Mutexes form the basis of practically all forms of mutual exclusion APIs. At their core, they seem extremely simple, only one thread can own a mutex, with other threads neatly waiting in a queue until they can obtain the lock on the mutex.
One might even picture this process as follows:

The reality is of course less pretty, mostly owing to the practical limitations imposed on us by the hardware. One obvious limitation is that synchronization primitives aren't free. Even though they are implemented in the hardware, it takes multiple calls to make them work.

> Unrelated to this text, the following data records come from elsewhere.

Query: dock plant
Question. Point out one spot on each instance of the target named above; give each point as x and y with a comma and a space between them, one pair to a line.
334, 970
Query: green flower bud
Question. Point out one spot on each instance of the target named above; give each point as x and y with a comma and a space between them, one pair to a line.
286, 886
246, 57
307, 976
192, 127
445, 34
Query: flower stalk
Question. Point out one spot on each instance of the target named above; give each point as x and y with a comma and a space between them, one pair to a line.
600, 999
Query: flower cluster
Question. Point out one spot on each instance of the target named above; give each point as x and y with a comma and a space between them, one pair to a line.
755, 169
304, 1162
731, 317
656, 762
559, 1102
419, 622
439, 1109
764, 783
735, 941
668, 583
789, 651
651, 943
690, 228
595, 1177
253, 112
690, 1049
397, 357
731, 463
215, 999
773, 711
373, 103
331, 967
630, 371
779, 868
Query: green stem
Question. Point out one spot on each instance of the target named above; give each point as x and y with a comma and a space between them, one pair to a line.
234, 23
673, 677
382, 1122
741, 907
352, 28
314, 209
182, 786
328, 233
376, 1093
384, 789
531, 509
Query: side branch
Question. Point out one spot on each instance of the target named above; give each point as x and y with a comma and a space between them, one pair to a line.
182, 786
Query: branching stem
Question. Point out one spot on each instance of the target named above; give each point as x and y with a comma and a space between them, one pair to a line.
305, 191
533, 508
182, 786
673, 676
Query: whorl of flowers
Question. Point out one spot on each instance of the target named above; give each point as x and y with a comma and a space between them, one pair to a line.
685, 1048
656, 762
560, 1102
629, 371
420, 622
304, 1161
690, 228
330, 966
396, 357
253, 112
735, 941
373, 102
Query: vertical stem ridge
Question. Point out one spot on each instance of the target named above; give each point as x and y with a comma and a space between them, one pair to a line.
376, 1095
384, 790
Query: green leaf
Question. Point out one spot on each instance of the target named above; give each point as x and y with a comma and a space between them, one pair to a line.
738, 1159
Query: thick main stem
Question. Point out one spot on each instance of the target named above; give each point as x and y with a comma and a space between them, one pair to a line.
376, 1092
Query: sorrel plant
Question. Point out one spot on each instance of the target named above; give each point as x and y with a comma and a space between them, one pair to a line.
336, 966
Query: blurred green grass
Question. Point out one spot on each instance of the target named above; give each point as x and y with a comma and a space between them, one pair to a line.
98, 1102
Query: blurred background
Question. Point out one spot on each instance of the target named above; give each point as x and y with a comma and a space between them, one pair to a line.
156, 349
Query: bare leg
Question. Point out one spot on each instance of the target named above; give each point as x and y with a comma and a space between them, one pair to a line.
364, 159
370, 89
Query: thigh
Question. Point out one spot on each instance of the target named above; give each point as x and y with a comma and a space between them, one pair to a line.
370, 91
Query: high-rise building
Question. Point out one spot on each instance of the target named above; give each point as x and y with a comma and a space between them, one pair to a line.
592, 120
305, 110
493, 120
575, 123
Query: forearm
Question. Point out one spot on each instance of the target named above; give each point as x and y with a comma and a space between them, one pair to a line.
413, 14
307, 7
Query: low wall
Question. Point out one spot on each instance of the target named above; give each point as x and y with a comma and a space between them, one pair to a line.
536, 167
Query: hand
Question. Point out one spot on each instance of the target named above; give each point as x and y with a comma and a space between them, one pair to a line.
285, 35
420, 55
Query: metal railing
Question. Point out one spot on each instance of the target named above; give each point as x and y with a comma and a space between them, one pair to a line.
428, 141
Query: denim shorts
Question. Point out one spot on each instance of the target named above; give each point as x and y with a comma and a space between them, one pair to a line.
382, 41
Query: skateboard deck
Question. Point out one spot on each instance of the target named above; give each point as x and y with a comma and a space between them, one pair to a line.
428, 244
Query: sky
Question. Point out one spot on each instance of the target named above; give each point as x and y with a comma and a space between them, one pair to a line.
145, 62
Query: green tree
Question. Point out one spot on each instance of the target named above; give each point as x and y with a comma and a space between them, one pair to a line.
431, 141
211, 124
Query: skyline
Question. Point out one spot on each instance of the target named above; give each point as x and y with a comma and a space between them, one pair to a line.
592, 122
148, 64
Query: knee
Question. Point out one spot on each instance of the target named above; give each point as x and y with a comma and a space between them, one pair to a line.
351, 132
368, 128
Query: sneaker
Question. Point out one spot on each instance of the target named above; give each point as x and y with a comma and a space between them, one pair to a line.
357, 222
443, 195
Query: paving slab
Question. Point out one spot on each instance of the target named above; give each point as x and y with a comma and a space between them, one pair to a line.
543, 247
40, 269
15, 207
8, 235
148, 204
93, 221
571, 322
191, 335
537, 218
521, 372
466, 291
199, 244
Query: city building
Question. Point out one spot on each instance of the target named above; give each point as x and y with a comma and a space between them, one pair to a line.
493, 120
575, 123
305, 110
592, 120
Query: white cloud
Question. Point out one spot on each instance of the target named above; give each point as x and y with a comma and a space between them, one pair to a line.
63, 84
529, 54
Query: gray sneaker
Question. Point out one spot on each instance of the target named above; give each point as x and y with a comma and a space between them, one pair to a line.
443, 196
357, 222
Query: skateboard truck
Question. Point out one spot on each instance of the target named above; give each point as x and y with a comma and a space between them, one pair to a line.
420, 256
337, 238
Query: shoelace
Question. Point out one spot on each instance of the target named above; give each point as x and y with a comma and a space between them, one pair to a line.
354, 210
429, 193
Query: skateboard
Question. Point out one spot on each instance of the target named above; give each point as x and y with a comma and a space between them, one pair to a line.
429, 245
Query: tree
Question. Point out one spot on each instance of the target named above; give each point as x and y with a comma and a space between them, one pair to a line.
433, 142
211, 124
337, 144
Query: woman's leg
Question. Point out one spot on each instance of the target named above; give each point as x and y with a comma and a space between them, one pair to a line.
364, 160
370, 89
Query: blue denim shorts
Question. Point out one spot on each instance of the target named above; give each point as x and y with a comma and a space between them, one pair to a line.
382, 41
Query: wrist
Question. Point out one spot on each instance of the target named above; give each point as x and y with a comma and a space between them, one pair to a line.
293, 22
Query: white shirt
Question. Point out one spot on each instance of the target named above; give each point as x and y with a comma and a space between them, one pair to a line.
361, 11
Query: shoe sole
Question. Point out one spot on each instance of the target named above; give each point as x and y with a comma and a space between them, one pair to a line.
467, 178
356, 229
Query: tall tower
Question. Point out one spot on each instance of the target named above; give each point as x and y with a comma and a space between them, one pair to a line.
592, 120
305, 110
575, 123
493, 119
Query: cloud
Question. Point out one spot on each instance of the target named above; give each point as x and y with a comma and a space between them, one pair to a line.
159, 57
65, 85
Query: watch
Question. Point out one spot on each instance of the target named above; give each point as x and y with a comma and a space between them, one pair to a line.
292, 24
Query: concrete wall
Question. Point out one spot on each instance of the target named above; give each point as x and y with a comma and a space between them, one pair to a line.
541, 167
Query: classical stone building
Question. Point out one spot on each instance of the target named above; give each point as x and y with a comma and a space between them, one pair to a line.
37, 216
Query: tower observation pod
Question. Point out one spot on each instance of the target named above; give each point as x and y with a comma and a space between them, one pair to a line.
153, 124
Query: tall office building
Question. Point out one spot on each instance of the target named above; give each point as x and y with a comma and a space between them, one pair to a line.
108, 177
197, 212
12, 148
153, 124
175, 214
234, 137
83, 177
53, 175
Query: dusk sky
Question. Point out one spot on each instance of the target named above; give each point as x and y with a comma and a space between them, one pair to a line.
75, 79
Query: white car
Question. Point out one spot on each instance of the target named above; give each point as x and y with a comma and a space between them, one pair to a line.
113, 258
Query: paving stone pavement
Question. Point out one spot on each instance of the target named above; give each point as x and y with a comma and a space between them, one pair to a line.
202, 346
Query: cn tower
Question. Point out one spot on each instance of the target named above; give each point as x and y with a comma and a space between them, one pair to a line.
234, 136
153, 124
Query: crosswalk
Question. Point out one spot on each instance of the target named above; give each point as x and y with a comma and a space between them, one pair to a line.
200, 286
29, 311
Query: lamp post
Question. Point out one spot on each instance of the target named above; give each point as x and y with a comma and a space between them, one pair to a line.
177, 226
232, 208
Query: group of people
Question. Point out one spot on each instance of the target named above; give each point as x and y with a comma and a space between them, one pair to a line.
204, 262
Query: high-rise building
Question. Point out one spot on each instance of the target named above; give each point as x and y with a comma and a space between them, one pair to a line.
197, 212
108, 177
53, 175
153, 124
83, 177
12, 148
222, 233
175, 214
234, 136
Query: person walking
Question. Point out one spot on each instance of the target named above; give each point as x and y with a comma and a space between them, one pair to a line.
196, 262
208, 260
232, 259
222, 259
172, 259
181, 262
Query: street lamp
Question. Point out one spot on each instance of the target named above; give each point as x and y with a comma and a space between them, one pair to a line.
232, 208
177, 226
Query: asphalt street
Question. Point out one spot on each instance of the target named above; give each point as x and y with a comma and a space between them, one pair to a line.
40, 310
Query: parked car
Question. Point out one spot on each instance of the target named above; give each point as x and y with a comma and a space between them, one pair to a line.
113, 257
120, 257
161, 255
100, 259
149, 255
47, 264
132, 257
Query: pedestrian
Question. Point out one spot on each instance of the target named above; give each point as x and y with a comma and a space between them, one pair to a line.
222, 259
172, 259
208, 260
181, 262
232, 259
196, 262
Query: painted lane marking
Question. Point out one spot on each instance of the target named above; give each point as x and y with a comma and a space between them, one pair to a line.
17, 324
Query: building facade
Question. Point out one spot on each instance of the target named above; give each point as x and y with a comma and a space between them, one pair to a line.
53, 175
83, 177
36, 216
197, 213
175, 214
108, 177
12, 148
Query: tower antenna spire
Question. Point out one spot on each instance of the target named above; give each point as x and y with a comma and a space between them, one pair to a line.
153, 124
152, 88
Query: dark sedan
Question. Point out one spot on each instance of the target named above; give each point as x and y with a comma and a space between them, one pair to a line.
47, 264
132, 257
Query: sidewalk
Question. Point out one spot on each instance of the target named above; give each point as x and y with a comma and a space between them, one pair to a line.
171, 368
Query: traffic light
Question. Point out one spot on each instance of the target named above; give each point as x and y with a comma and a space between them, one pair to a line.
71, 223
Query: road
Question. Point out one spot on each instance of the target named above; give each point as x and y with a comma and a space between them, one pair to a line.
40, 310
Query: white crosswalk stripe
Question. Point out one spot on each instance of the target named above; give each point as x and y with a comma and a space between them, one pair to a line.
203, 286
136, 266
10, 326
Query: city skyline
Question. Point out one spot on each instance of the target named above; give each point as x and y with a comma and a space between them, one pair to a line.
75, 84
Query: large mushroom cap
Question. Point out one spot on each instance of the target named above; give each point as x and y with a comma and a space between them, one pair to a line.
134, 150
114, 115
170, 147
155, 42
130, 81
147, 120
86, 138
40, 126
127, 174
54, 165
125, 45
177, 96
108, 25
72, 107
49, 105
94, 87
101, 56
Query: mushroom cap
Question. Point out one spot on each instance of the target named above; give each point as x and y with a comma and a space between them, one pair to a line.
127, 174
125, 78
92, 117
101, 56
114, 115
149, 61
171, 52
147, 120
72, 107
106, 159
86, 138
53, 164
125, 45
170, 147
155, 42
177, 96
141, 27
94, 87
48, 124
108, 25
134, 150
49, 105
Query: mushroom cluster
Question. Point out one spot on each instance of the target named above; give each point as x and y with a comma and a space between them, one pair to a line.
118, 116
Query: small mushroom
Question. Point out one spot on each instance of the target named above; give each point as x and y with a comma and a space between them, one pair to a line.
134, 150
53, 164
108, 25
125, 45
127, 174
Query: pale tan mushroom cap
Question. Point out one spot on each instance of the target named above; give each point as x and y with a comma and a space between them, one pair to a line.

The two most common ways to implement mutexes in the hardware is to use either the test-and-set (TAS) or compare-and-swap (CAS) CPU features.
Test-and-set is usually implemented as two assembly-level instructions, which are executed autonomously, meaning that they cannot be interrupted. The first instruction tests whether a certain memory area is set to a 1 or zero. The second instruction is executed only when the value is a zero (false). This means that the mutex was not locked yet. The second instruction thus sets the memory area to a 1, locking the mutex.
In pseudo-code, this would look like this:
bool TAS(bool lock) {
if (lock) {
return true;
}
else {
lock = true;
return false;
}
}
Compare-and-swap is a lesser used variation on this, which performs a comparison operation on a memory location and a given value, only replacing the contents of that memory location if the first two match:
bool CAS(int* p, int old, int new) {
if (*p != old) {
return false;
}
*p = new;
return true;
}
In either case, one would have to actively repeat either function until a positive value is returned:
volatile bool lock = false;
void critical() {
while (TAS(&lock) == false);
// Critical section
lock = 0;
}
Here, a simple while loop is used to constantly poll the memory area (marked as volatile to prevent possibly problematic compiler optimizations). Generally, an algorithm is used for this which slowly reduces the rate at which it is being polled. This is to reduce the amount of pressure on the processor and memory systems.
This makes it clear that the use of a mutex is not free, but that each thread which waits for a mutex lock actively uses resources. As a result, the general rules here are:
- Ensure that threads wait for mutexes and similar locks as briefly as possible.
- Use condition variables or timers for longer waiting periods.